Ema is a talented dancer and dance teacher played with dazzling, star-making confidence by Mariana Di Girolamo, whose relationship with husband Gastón, a choreographer and difficult artist type (Gael García Bernal), is falling apart at the seams. Through a series of spiteful conversations we learn that something awful has happened with their adopted son, Polo, who the couple have since abandoned. It turns out Polo, disturbed or perhaps mentally ill, set fire to Ema's sister's hair, permanently disfiguring her. And there are suggestions that the relationship between Ema and her adopted child is not quite right – sexual, even.

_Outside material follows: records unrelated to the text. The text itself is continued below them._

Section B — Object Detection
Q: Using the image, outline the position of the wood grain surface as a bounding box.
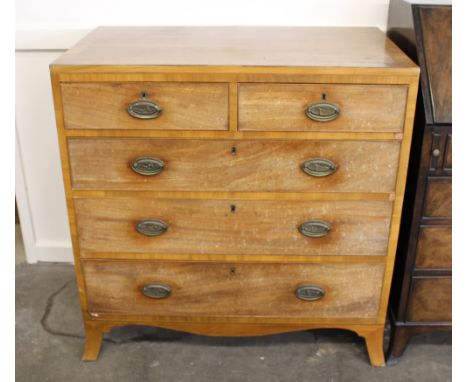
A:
[75,195,392,256]
[415,226,452,269]
[61,82,229,130]
[418,6,452,123]
[68,138,400,193]
[54,27,415,71]
[82,260,384,318]
[239,84,408,132]
[408,277,452,321]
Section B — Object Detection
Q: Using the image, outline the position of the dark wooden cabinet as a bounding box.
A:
[387,0,452,363]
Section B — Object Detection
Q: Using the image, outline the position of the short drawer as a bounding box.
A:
[74,195,392,256]
[415,226,452,269]
[68,138,400,192]
[239,84,407,132]
[408,277,452,321]
[82,260,384,319]
[61,82,228,130]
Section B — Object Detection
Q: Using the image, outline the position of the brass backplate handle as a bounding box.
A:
[127,97,162,119]
[302,158,337,177]
[299,220,331,238]
[135,219,169,236]
[305,101,340,122]
[141,284,171,299]
[296,285,325,301]
[130,157,164,176]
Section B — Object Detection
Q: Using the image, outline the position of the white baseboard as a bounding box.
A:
[35,241,73,263]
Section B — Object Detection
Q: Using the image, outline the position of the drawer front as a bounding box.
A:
[68,138,400,192]
[416,227,452,269]
[424,178,452,218]
[61,82,228,130]
[82,260,384,318]
[239,84,407,132]
[74,196,392,256]
[408,277,452,321]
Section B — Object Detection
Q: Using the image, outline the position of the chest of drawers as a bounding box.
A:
[51,27,419,366]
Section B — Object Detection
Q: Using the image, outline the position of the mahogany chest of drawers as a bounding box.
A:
[388,0,452,362]
[51,27,419,366]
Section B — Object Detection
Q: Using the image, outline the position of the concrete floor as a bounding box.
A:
[15,225,452,382]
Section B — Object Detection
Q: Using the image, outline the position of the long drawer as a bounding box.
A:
[61,82,228,130]
[68,138,400,192]
[74,195,392,256]
[82,260,385,319]
[239,84,407,132]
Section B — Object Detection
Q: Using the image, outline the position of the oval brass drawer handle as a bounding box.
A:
[130,157,164,176]
[141,284,171,299]
[305,101,340,122]
[302,158,336,177]
[127,98,162,119]
[296,285,325,301]
[299,220,331,238]
[135,219,169,236]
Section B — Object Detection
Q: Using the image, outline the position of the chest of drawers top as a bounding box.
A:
[53,27,417,72]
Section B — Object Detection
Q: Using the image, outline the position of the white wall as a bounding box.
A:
[16,0,389,263]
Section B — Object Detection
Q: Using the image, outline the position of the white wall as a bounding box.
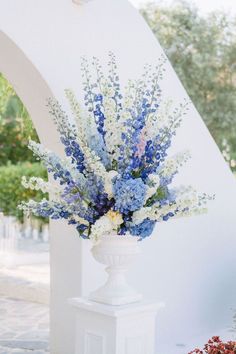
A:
[0,0,236,354]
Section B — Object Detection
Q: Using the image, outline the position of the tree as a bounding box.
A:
[0,74,38,165]
[141,1,236,169]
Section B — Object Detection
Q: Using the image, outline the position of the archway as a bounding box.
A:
[0,31,84,353]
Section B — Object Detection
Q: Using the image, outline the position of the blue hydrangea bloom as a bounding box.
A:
[129,218,155,239]
[113,178,147,214]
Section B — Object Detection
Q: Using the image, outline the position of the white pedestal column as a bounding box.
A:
[69,298,162,354]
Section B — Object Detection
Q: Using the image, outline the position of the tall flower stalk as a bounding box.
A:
[19,53,213,240]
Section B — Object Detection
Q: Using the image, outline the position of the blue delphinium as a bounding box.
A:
[21,53,210,239]
[129,218,155,239]
[113,178,147,214]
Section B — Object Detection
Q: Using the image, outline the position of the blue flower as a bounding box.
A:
[113,178,147,214]
[129,218,156,239]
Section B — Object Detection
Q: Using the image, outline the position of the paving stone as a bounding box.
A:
[0,297,49,354]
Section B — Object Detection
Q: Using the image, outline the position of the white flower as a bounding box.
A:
[104,170,118,198]
[145,174,160,202]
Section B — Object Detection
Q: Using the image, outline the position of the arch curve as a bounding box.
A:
[0,31,61,152]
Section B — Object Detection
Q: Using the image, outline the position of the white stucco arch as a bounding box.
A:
[0,31,82,353]
[0,0,236,354]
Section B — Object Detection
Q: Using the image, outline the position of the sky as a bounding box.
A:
[129,0,236,14]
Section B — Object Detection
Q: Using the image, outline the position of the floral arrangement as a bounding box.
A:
[189,336,236,354]
[19,53,211,240]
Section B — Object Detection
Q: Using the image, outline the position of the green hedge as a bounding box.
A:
[0,162,47,221]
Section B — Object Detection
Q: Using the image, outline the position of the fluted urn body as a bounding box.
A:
[90,235,142,305]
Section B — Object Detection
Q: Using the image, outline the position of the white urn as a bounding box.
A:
[89,235,142,305]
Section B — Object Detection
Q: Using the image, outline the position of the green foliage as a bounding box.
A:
[0,162,47,220]
[0,74,38,166]
[141,1,236,167]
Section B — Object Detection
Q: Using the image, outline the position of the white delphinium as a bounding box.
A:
[63,90,106,181]
[144,174,160,202]
[21,176,61,200]
[91,210,124,241]
[145,99,173,140]
[132,186,210,224]
[104,170,118,198]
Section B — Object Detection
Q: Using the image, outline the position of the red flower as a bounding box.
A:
[188,336,236,354]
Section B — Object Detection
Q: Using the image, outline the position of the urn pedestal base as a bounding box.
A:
[69,298,162,354]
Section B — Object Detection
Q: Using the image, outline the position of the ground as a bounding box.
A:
[0,297,49,354]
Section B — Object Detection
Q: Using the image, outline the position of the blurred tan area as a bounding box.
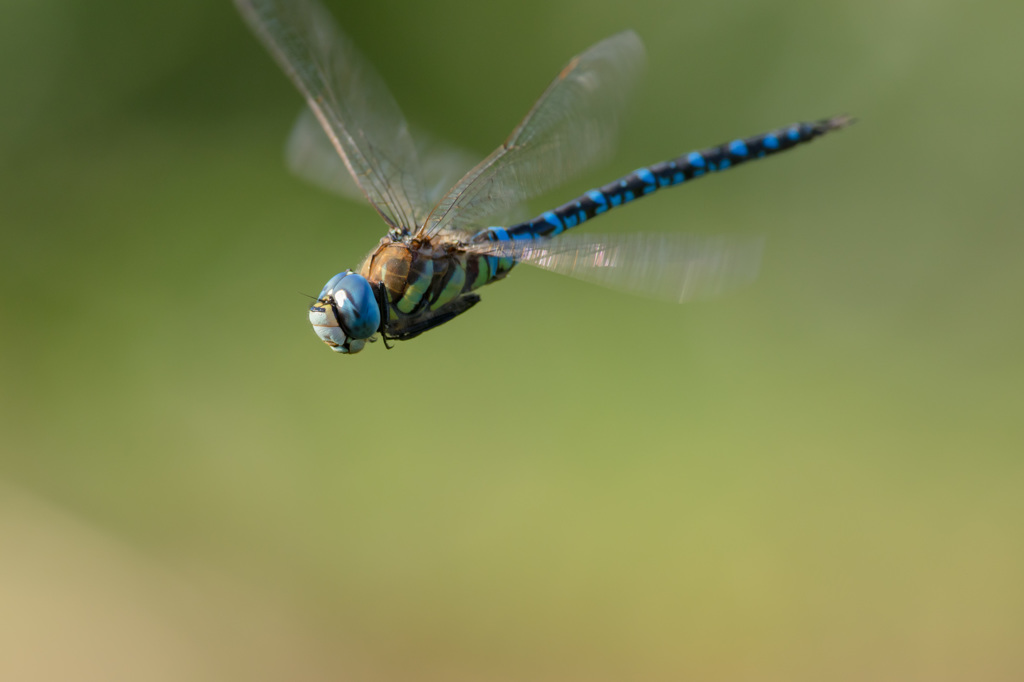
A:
[0,0,1024,682]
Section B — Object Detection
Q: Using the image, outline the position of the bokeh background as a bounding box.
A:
[0,0,1024,682]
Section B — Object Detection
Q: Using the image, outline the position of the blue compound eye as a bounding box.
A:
[328,273,381,339]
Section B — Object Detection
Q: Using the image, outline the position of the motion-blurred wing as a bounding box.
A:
[285,108,479,205]
[465,233,763,303]
[420,31,644,237]
[234,0,430,228]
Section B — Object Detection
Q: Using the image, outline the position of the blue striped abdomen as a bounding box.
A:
[474,116,852,242]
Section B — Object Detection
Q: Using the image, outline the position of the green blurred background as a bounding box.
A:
[0,0,1024,681]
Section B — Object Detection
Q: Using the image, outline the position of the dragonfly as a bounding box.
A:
[234,0,852,354]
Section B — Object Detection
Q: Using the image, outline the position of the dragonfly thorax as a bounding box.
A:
[309,270,381,353]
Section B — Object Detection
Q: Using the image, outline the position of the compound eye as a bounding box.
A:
[334,274,381,339]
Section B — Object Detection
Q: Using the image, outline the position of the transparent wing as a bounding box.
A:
[234,0,430,227]
[420,31,644,237]
[285,108,479,205]
[465,233,764,303]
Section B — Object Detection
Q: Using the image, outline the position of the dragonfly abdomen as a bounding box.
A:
[499,116,852,241]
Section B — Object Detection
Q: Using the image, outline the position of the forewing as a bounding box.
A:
[420,31,644,237]
[285,108,479,205]
[234,0,430,228]
[466,233,763,303]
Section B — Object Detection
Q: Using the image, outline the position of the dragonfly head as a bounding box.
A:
[309,270,381,353]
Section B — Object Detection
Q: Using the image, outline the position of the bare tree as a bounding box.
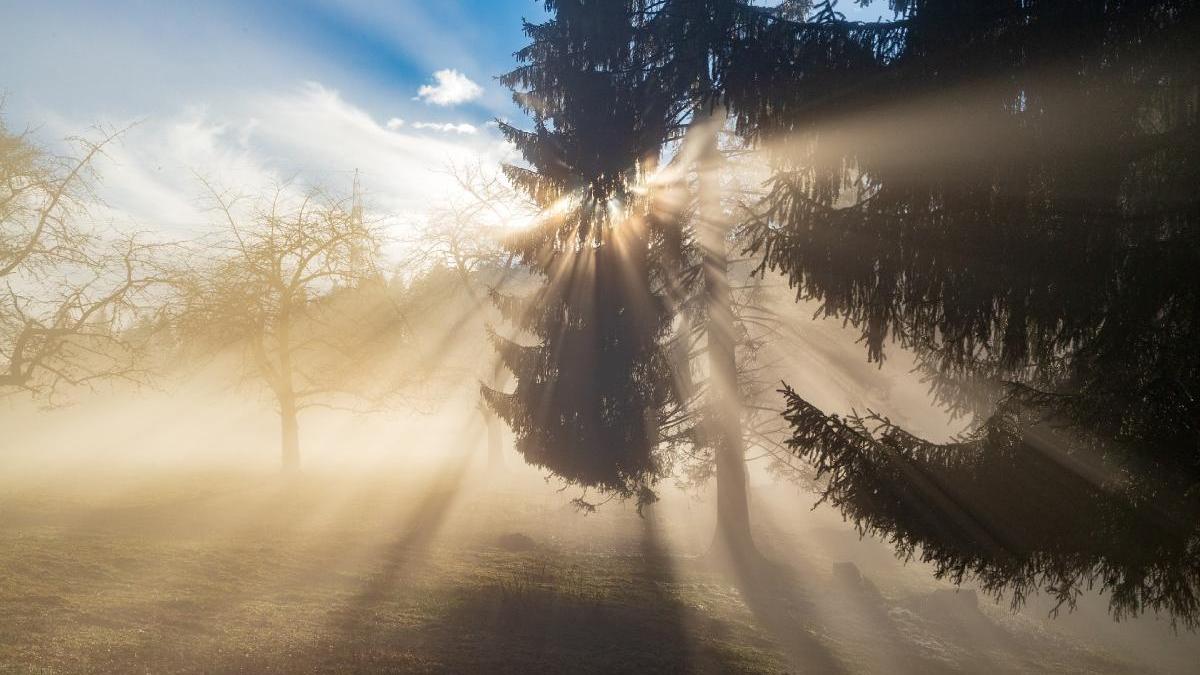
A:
[0,119,168,401]
[406,163,534,470]
[180,181,398,471]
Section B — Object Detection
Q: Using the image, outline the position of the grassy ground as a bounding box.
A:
[0,462,1195,673]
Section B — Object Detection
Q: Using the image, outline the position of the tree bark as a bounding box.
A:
[695,106,757,558]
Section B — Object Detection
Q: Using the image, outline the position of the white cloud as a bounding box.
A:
[416,68,484,106]
[72,83,509,235]
[413,121,479,133]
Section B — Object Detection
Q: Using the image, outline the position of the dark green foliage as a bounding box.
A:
[784,389,1200,627]
[484,2,673,503]
[730,1,1200,625]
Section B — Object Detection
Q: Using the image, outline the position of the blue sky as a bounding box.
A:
[0,0,880,229]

This is a film of pure hypnotic force, a tapestry of relentless visual and aural stimulation. There are streaks of black comedy, and also moments where Ema seems to be moving into horror but swerves just in time to avoid the comparison. When Ema and her dance company perform in front of a giant, sun-like orb, the film even takes on a mild sci-fi quality. But this sun could easily represent an egg, the dancers as sperm, the dance itself one of welcomed fertility. And indeed it is Ema's quest to find child-based fulfilment that floods the half-narrative. The decision to put Polo up for re-adoption haunts her ever waking minute. All she knows is that she wants him back.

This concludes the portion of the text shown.